Series of characteristic polynomials Consider the sequence of symmetric matrices with diagonal 2 and second-diagonal s $-1$, e.g.
$$
M_4= \begin{pmatrix}
               2 & -1 & 0 & 0 \\
               -1 & 2 & -1 & 0\\
               0 & -1 & 2 & -1\\
               0 & 0 & -1 & 2\\
              \end{pmatrix} 
$$
I've found out that the characteristic polynomials are
$$
\begin{cases}
P_1(x)=2-x\\
P_2(x)=(2-x)^2-1\\
P_n(x) = (2-x)P_{n-1}(x)-P_{n-2}(x)
\end{cases}
$$
Or with a variable change
$$
\begin{cases}
Q_1(y)=y\\
Q_2(y)=y^2-1\\
Q_n(y) = y Q_{n-1}(y)-Q_{n-2}(y)
\end{cases}
$$
Looking at the first 8 $P_n$

I see that all eigenvalues are real (as for any symmetric matrix), they are between 0 and 4.


*

*How can I prove that all eigenvalues are between 0 and 4?

*Are these polynomials known (have a name)?

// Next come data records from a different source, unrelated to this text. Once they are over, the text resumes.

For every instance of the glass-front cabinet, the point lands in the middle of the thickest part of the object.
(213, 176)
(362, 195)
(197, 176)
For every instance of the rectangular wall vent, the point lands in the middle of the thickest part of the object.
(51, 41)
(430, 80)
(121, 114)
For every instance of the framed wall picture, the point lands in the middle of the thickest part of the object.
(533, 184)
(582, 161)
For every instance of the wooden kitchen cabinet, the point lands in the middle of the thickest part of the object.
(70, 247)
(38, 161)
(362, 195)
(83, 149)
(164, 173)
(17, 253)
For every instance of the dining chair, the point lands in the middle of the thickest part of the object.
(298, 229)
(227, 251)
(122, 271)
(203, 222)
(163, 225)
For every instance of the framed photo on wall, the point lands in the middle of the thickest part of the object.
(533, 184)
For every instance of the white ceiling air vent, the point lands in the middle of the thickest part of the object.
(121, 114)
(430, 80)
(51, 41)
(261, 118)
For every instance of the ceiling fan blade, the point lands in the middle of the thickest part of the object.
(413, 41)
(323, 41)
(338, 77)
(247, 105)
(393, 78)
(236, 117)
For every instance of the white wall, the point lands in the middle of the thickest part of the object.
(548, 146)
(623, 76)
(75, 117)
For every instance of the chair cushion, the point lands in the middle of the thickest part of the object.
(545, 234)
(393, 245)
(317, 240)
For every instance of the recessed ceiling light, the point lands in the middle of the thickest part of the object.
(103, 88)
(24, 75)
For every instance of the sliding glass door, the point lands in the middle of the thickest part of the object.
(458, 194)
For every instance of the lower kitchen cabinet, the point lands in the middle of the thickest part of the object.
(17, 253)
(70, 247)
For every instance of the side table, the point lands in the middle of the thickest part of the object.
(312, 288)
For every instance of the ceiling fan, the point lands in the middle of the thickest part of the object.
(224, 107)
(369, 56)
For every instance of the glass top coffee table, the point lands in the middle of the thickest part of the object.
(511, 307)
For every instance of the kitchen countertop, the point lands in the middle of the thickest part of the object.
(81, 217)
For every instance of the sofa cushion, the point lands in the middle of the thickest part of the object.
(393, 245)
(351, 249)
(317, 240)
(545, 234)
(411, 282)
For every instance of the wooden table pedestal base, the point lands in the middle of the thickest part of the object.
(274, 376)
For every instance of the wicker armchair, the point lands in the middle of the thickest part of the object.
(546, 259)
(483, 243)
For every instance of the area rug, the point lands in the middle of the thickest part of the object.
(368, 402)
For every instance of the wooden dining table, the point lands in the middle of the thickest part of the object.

*How can I prove that the polynomial are sandwitched between
$$
\frac{1}{x}+\frac{1}{4-x}\quad\text{and}\quad
-\frac{1}{x}-\frac{1}{4-x}
$$


 A: From a very attenuated literature search, I see that the Lucas polynomials of the second kind obey the recursion
$$ L_{k+1}(x) = x \ L_k(x) - L_{k-1}(x), \quad  L_1(x) = 1 \ , L_2(x)=x$$
This matches the recursion for $Q_n,$ with an index shift of 1.  The one reference I've seen (I don't have access to journal papers from home) states that this polynomial set obeys the relation
$$L_k(2 \cos(\theta) ) = 2 \cos( k \ \theta) $$
This functional relationship would explain the location of the zeros, and likely the envelope property as well.  I suggest that the proposer start his research with 'Lucas polynomials of the second kind.'
A: The Chebyshev polynomials of the second kind satisfy the recurrence relation
$$
\begin{cases}
U_0(y) = 1 \\
U_1(y)=x\\
U_n(y) = 2y U_{n-1}(y)-U_{n-2}(y)
\end{cases}
$$
so that $Q_n(y) = U_n(y/2)$ and $P_n(x) = U_n(1-x/2)$.
The zeros of $U_n$ are
$$
 y_k = \cos\left( \pi \frac{k+1}{n+1}\right) \, , \, k = 0, \ldots, n
$$
in the range $(-1, 1)$, so that
$$
 x_k = 2 - 2\cos\left( \pi \frac{k+1}{n+1}\right) \, , \, k = 0, \ldots, n
$$
are the zeros of $P_n$ in the range $(0, 4)$.
Also for $|x| < 1$
$$
U_n(x) = \frac{\sin((n+1)\arccos(x))}{\sqrt{1-x^2}} 
$$
which implies
$$
|U_n(x)| \le \frac{1}{\sqrt{1-x^2}} 
$$
and therefore
$$
| P_n(x)| \le \frac{2}{\sqrt{x(4-x)}} \le \frac 1x + \frac{1}{4-x}
$$
for $0 < x < 4$, the last estimate follows from the inequality between harmonic and geometric mean.